# SkyRaider Kernels?



## CC268 (Jun 27, 2011)

I have tried to use the imo lean kernels (multiple versions) and whenever I go into terminal and type and su and then st it says "not found"...what is going on??


----------



## DeReaper (Nov 23, 2011)

it wont work if you have the newest version of terminal they changed something in it

try terminal ide from market it will work in that one


----------



## DeReaper (Nov 23, 2011)

if you don't get it working too well or find the performance lacking I suggest Ziggy Kernel 091311 its a beast of a kernel for sense roms and everything can be controlled from "no frills CPU " from market

http://db.tt/St8EP5TU

or "incredicontrol "

both are great apps both free and easy to use


----------



## quickdraw86 (Jan 30, 2012)

CC268 said:


> it wont work if you have the newest version of terminal they changed something in it
> 
> try terminal ide from market it will work in that one


Terminal IDE works well, and will work as-is for speedtweak, but is a larger app than android terminal emulator (multi-terminal capability is nice, but I don't use it).

The initial command in the recent versions of Jack palevich's android terminal emulator was changed such that the commands don't direct to the default install location of the speedtweak script as they did before the changes to the app...

In Terminal Emulator, change: Menu > More > Preferences > Initial Command to:

export PATH=/data/local/bin:sbin:$PATH

Then close the current window and the app and once you open it again, you can run the speedtweak scripts as intended.

Also, with the speedtweak script, you can use option 13 to delete the min. Frequency, Max. Frequency, and governor settings from init. D, such that you can control leankernel with skyraider settings or any of the apps dereaper mentioned without issue.

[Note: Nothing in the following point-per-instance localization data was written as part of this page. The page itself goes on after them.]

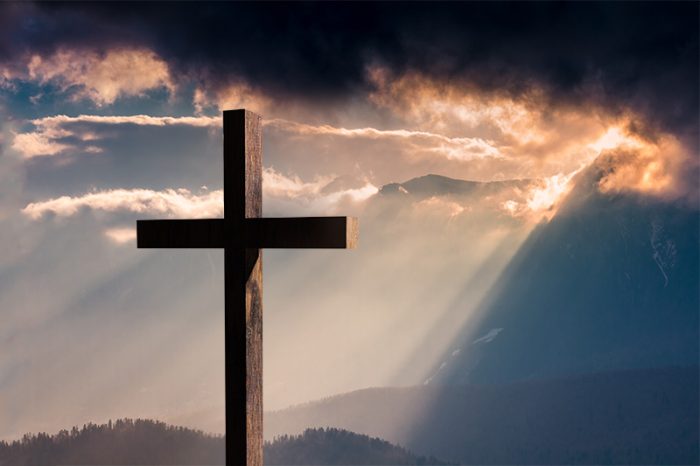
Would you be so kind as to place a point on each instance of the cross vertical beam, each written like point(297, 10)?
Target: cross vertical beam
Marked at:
point(242, 232)
point(243, 289)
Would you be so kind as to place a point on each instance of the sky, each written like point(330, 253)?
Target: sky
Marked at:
point(111, 113)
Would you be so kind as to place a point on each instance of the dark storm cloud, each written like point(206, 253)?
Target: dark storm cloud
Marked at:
point(638, 55)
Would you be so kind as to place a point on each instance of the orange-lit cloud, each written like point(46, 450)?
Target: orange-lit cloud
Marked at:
point(653, 168)
point(538, 138)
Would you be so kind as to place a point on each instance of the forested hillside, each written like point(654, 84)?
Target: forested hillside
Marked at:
point(147, 442)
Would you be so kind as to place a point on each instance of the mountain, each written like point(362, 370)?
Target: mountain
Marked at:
point(623, 417)
point(437, 185)
point(337, 446)
point(138, 442)
point(610, 282)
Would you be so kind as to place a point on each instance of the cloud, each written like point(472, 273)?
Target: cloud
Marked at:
point(99, 77)
point(662, 168)
point(235, 95)
point(121, 235)
point(284, 193)
point(180, 203)
point(50, 134)
point(457, 148)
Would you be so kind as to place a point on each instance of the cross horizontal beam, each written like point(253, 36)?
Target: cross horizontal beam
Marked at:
point(292, 232)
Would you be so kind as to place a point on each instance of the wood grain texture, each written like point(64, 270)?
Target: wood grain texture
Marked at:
point(242, 233)
point(243, 283)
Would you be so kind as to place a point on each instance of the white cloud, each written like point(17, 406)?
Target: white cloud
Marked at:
point(121, 235)
point(99, 77)
point(176, 203)
point(312, 196)
point(48, 137)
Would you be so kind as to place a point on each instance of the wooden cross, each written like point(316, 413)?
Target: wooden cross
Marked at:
point(242, 233)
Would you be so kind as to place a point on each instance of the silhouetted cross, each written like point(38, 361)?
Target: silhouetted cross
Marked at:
point(242, 232)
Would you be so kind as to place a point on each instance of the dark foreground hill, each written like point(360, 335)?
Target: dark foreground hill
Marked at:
point(147, 442)
point(625, 417)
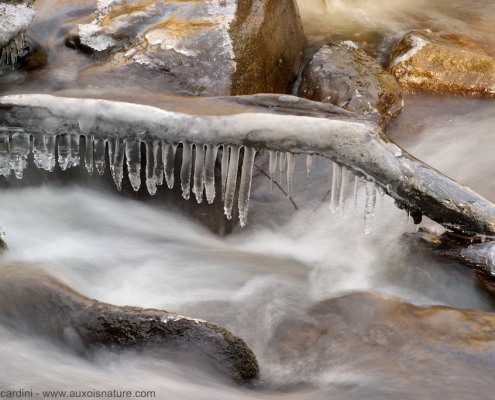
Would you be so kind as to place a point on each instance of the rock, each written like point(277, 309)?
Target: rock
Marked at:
point(394, 341)
point(33, 301)
point(422, 61)
point(347, 77)
point(15, 17)
point(200, 48)
point(315, 128)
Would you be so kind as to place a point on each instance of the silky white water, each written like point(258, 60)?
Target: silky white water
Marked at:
point(127, 252)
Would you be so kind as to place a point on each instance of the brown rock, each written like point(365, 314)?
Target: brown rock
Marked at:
point(201, 48)
point(347, 77)
point(393, 342)
point(422, 61)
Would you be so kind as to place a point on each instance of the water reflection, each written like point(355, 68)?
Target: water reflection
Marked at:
point(277, 283)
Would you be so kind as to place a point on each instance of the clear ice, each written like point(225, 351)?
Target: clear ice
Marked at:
point(231, 181)
point(336, 183)
point(133, 158)
point(197, 171)
point(210, 160)
point(245, 184)
point(185, 170)
point(369, 207)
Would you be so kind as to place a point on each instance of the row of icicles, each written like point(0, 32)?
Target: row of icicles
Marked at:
point(198, 167)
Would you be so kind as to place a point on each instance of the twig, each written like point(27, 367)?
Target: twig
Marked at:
point(277, 184)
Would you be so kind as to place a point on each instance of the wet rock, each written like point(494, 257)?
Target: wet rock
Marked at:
point(15, 17)
point(373, 336)
point(32, 301)
point(200, 48)
point(422, 61)
point(347, 77)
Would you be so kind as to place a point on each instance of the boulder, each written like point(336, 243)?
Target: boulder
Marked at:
point(347, 77)
point(203, 48)
point(33, 301)
point(15, 17)
point(422, 61)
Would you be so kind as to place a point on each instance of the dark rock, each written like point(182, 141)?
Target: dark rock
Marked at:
point(347, 77)
point(422, 61)
point(199, 48)
point(15, 17)
point(33, 301)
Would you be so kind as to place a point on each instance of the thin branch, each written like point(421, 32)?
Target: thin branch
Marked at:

And yes, ziggy's kernels for sense roms are ridiculously awesome... I agree.

Hope that helps...


----------



## DeReaper (Nov 23, 2011)

lol I knew there was a fix but didn't know it so just threw out different options









thanks quick


----------



## CC268 (Jun 27, 2011)

DeReaper said:


> it wont work if you have the newest version of terminal they changed something in it
> 
> try terminal ide from market it will work in that one


sweet thanks! thats weird that the other ones didn't work


----------